Opinion
No. 08-72236.
The panel unanimously finds this case suitable for decision without oral argument. See Fed.R.App.P. 34(a)(2).
Filed November 14, 2008.
Eduardo Lopez-Hernandez, pro se.
Elba Margarita Estrada, pro se.
Ana Judith Lopez Estrada, pro se.
Elizabeth Lopez Estrada, pro se.
OIL, DOJ-U.S. Department of Justice, Washington, DC, CAC-District, Office of The District Counsel Department of Homeland Security, Los Angeles, CA Ronald E. Lefevre, Office of The District Counsel Department of Homeland Security, San Francisco, CA, for Respondent.
On Petition for Review of an Order of the Board of Immigration Appeals. Agency Nos. A075-728-620, A075-728-621, A078-111-931, A078-111-932.
Before: TROTT, GOULD and TALLMAN, Circuit Judges.
This disposition is not appropriate for publication and is not precedent except as provided by 9th Cir. R. 36-3.
This is a petition for review from the Board of Immigration Appeals' ("BIA") denial of a motion to reopen immigration proceedings. We review the BIA's denial of a motion to reopen for abuse of discretion. See Perez v. Mukasey, 516 F.3d 770, 773 (9th Cir. 2008).
An alien who is subject to a final order of removal is limited to filing one motion to reopen removal proceedings, and that motion must be filed within 90 days of the date of entry of a final order of removal. 8 U.S.C. § 1229a(c)(7)(A), (C)(i); 8 C.F.R. § 1003.2(c)(2).
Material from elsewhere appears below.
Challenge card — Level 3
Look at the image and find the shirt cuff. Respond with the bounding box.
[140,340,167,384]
Because petitioners' January 18, 2008 motion to reopen was filed more than 90 days after the BIA's August 25, 2006 final administrative order, the BIA did not abuse its discretion in denying petitioners' untimely motion to reopen. See id.
Nor did the BIA abuse its discretion in determining that petitioners failed to allege changed circumstances in Mexico that would exempt them from the time limits for filing a motion to reopen. See 8 C.F.R. § 1003.2(c)(3)(ii).
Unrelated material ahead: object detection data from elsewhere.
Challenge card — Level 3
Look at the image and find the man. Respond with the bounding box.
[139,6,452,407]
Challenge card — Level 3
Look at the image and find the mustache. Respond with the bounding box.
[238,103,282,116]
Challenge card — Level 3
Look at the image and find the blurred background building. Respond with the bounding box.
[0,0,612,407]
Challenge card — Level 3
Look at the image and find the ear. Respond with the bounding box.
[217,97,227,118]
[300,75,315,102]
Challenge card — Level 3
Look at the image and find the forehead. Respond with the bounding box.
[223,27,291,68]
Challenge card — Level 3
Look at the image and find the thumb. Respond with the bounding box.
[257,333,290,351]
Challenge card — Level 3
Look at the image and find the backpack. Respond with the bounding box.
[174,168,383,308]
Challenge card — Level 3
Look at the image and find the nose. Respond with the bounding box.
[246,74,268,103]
In addition, this court lacks jurisdiction to review the BIA's decision not to reopen proceedings sua sponte. See Ekimian v. INS, 303 F.3d 1153 (9th Cir. 2002).
Accordingly, respondent's unopposed motion for summary disposition is granted because the questions raised by this petition for review are so insubstantial as not to require further argument. See United States v. Hooton, 693 F.2d 857, 858 (9th Cir. 1982) (per curiam) (stating standard).
Respondent opposes petitioners' motion for stay of voluntary departure by asserting that petitioners' voluntary departure period had expired by the time petitioners filed their motion to reopen with the BIA However, following the BIA's first decision, petitioners filed a timely petition for review (No. 06-74384) with this court that included a motion for stay of removal and tolled their voluntary departure period. See Desta v. Ashcroft, 365 F.3d 741 (9th Cir. 2004). Because the motion to reopen was filed with the BIA before the mandate issued in petition No. 06-74384, the petitioners' remaining voluntary departure period was tolled. Accordingly, the temporary stay of removal and voluntary departure confirmed by Ninth Circuit General Order 6.4(c) and Desta v. Ashcroft, 365 F.3d 741 (9th Cir. 2004), shall continue in effect until issuance of the mandate.
All other pending motions are denied as moot.